Prime Minister Mark Carney has unveiled Budget 2025 with the confidence of a man convinced this one document might solve our external tariff threats, domestic housing crisis, and a persistent productivity stall. The branding alone is dramatic: “Canada Strong.” The pitch is that this is a generational turning point budget—a massive $280 billion in targeted investments in housing, infrastructure, defence, and competitiveness over five years. To many Canadians, it reads like the government finally intends to build a modern, resilient economy. But once you go beyond the glossy slides and aspirational charts, the underlying mechanics raise serious questions about feasibility, track record, and credibility.
The Bureaucratic Problem We’ve Heard About Before
The federal public service has ballooned from 257,000 employees in 2015 to approximately 385,000 today—a 50 percent increase within ten years while population only expanded 25 percent. Despite this growth, Canada’s productivity and GDP per capita have not kept pace. Budget 2025 responds with a bold promise to reverse the trend through the Comprehensive Expenditure Review (CER), projecting a workforce reduction of roughly 40,000 roles mainly through attrition, and $15 billion in long-term efficiency savings.
Historically, these reviews rarely meet expectations. Only four out of the last ten federal “spending reviews” since the 1970s delivered their full savings targets. Trudeau’s last CER achieved barely a quarter of what was projected. Union friction, future economic shocks requiring emergency staffing, and the tendency to reallocate any realized savings toward new political priorities all remain very real risks. Without genuine program simplification and agency elimination—something in the range of 10–15 percent cuts in overlapping areas—this effort risks becoming just another promise to slim the bureaucracy that goes nowhere.
The Reclassification Game
Budget 2025 uses a new “Capital Budgeting Framework.” This allows Ottawa to reclassify spending that would normally be considered operational—ongoing program funding, grants, subsidies—into long-term capital “investment.”
This relabeling is significant.
By shifting billions this way, operational spending appears restrained and more “disciplined,” while capital spending explodes on paper to support the narrative of generational construction—without necessarily changing the real cash leaving government. In practice, this means the budget can claim an operational spending trajectory under 1 percent annual growth, while still committing $280 billion over five years toward ambitious economic targets.

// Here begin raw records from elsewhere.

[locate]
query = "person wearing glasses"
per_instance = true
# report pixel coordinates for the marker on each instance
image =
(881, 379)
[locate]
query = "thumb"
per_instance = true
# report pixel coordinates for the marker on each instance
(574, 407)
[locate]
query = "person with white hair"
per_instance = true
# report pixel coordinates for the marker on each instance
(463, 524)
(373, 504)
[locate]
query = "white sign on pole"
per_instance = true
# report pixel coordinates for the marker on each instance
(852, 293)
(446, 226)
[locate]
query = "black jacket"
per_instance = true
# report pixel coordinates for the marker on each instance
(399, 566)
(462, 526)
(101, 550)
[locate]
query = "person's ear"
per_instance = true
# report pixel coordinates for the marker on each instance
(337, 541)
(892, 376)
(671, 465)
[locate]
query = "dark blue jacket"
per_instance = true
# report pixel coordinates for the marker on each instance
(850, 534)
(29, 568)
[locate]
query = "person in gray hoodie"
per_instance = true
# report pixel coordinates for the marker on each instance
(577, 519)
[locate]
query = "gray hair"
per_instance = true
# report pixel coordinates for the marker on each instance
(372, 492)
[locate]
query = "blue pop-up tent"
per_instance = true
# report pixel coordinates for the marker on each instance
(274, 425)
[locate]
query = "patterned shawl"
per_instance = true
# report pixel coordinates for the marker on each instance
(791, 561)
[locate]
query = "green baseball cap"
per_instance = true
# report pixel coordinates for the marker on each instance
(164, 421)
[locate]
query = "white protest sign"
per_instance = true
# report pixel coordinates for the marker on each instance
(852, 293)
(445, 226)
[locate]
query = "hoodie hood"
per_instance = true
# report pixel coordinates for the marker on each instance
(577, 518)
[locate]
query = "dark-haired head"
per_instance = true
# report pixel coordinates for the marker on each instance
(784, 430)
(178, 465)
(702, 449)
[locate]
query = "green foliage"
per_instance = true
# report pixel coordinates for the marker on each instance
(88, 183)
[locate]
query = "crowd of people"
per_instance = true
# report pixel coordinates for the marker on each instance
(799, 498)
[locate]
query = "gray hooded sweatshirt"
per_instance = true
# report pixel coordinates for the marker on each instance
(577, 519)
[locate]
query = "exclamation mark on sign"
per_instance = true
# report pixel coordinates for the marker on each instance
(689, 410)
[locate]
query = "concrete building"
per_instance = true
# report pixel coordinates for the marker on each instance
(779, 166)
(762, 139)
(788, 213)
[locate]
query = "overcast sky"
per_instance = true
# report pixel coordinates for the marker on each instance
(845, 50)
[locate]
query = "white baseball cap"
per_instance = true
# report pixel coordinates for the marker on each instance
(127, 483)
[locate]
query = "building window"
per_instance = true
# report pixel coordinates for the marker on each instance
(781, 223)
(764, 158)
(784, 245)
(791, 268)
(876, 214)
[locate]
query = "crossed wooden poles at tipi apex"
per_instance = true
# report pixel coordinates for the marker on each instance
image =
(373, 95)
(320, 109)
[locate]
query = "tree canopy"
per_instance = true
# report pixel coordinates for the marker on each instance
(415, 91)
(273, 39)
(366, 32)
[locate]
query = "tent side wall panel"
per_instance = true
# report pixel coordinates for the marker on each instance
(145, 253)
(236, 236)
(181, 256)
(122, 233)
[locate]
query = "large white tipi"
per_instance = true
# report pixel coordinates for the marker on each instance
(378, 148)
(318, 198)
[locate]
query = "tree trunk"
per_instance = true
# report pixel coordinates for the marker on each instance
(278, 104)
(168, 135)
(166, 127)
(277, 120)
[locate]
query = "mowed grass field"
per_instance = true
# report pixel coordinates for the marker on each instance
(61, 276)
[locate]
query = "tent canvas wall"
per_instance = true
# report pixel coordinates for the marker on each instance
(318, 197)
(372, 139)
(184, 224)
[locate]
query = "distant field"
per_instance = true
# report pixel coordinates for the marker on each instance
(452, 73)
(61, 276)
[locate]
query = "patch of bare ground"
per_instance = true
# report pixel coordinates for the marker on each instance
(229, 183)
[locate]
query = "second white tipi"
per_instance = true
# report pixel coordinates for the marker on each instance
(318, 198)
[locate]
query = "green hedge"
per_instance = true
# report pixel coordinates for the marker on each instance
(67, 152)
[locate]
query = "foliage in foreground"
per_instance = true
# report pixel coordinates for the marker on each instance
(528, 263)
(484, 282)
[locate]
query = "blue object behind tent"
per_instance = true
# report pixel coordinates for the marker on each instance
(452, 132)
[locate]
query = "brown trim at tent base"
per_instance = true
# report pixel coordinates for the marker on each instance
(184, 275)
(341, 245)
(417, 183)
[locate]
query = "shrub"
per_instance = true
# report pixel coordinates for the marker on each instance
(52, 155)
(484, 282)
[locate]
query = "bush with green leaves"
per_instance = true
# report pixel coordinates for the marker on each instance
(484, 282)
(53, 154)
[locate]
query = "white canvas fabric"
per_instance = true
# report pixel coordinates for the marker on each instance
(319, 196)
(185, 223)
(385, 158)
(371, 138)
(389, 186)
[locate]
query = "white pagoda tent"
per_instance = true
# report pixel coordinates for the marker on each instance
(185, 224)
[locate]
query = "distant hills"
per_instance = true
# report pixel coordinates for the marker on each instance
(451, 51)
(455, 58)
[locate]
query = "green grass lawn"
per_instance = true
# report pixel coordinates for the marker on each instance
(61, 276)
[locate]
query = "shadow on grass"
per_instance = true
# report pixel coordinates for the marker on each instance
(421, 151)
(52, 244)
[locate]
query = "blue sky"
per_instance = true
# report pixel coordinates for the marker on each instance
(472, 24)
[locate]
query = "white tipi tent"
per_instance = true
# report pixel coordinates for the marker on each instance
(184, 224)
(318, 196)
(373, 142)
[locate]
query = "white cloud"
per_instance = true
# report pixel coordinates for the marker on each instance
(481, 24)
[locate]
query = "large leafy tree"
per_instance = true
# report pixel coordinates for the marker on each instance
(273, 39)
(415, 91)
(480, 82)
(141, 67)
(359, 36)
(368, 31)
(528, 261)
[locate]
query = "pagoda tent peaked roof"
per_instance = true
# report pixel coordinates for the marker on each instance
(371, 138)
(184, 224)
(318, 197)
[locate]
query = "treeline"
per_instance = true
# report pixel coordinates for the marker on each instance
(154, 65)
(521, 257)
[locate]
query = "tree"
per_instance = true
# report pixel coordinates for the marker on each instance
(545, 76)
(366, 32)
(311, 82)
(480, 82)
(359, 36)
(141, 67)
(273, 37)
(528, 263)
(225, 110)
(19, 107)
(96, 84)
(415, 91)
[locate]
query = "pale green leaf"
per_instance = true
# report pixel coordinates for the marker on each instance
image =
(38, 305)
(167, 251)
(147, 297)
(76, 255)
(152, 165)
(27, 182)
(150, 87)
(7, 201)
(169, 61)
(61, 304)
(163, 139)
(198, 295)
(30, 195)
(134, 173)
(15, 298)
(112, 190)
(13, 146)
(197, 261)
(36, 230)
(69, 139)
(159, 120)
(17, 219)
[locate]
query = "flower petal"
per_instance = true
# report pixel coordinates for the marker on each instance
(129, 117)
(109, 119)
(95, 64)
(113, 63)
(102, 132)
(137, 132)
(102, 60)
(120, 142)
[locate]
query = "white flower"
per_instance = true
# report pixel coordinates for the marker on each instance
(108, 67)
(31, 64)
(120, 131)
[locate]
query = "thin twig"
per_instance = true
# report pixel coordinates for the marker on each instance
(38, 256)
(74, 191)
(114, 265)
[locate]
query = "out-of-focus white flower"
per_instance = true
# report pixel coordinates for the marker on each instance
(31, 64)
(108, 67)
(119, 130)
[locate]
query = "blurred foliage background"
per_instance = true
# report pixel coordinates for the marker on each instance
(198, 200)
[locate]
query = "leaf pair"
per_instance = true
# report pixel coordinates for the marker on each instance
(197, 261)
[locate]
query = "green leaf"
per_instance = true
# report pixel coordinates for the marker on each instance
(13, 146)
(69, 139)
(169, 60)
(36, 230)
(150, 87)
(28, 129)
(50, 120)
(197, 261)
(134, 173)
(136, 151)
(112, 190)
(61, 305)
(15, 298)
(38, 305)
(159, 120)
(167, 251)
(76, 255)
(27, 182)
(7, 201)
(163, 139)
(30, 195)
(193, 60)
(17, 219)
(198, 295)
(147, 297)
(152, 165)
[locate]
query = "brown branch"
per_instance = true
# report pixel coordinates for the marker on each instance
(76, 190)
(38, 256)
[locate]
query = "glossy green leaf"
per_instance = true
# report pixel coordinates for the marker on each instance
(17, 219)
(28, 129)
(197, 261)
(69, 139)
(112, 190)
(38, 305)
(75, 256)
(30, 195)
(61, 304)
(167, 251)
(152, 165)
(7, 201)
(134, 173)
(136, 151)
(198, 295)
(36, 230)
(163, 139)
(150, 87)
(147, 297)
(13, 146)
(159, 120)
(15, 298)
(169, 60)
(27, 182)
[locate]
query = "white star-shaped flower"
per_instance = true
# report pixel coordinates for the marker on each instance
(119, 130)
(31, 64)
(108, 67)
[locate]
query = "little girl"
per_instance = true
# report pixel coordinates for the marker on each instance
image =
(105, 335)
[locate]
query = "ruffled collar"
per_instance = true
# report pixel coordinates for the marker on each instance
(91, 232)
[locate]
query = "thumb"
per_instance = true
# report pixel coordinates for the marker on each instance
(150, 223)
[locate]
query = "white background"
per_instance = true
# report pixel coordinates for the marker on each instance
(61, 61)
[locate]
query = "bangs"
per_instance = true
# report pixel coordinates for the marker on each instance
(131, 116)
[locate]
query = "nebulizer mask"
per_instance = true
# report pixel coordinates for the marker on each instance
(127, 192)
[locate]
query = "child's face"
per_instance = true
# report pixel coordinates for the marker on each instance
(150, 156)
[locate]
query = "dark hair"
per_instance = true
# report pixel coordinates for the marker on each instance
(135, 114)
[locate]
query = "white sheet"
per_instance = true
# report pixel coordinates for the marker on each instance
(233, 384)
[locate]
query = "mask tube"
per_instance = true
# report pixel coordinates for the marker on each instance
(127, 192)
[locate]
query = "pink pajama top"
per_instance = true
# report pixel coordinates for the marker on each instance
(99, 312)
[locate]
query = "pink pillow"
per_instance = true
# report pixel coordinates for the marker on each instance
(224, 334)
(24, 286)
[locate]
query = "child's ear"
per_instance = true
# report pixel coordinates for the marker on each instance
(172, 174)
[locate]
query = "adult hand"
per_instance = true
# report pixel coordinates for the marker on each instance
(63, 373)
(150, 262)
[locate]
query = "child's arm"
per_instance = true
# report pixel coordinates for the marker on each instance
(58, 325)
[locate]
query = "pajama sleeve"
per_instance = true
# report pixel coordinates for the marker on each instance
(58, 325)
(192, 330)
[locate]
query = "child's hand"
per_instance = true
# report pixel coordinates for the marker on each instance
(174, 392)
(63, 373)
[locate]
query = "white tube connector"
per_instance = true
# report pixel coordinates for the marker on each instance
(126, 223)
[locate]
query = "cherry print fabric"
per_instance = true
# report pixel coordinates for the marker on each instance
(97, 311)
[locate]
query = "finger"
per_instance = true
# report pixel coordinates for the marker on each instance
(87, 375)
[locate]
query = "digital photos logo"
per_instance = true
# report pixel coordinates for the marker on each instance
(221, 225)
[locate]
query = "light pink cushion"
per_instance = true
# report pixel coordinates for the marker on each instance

Economists will point out that capital spending traditionally does have higher GDP multipliers—1.5 to 3.0 vs. near 1.0 for operational expenditures—and in a tariff-heavy world, targeted capital investment could be wise. But it also allows Ottawa to defer real fiscal pain and create the illusion of greater restraint. This is a form of optimistic accounting—legal, strategically clever, but highly dependent on flawless execution and high ROI from projects that historically have suffered from delays, bureaucratic approvals, and regulatory drag.
The “Generational Investments” – Reality vs. Promise
| Category | 5-Year Allocation | Objective | Likelihood Based on Track Record |
|---|---|---|---|
| Housing | $25B | Rapid new starts | Housing starts already falling despite prior billions |
| Infrastructure | $115B | Tariff insulation + nation-building | Historically plagued with overruns and delays |
| Defence | $30B | Modern readiness | Procurement infamously inefficient |
| Productivity & Competitiveness | $110B | AI & advanced manufacturing push | Previous green industrial investment returns have been uneven |
If this capital surge truly crowds in private investment—Ottawa is forecasting up to $1 trillion in leveraged capital—Canada could position itself well ahead of a potentially hostile global trade cycle. But if bureaucratic friction slows deployment, or if political reversals stall implementation, Canadians could simply inherit larger deficits without the corresponding economic lift.
Final Assessment
Budget 2025 is not naïve. The tariff environment with the United States is a legitimate threat. Canada does require strategic industrial and infrastructure buildout. In theory, Ottawa is choosing long-term growth over short-term caution, which can be argued as economically rational.
The real concern is execution. Canada’s recent history in major public spending programs shows chronic under-delivery compared with announcements. The scale of this plan is not the issue—the ability to implement at scale is.
A sound recommendation—if this path is going to be defensible—would be firm legislative guardrails: performance-tied funding releases, clean project auditing, and enforceable caps on operational re-expansion. Without that, Budget 2025 risks becoming another cycle of high vision paired with weak delivery.
Canadians deserve growth that materializes—not merely the hope of future prosperity printed in red boxes on a budget cover.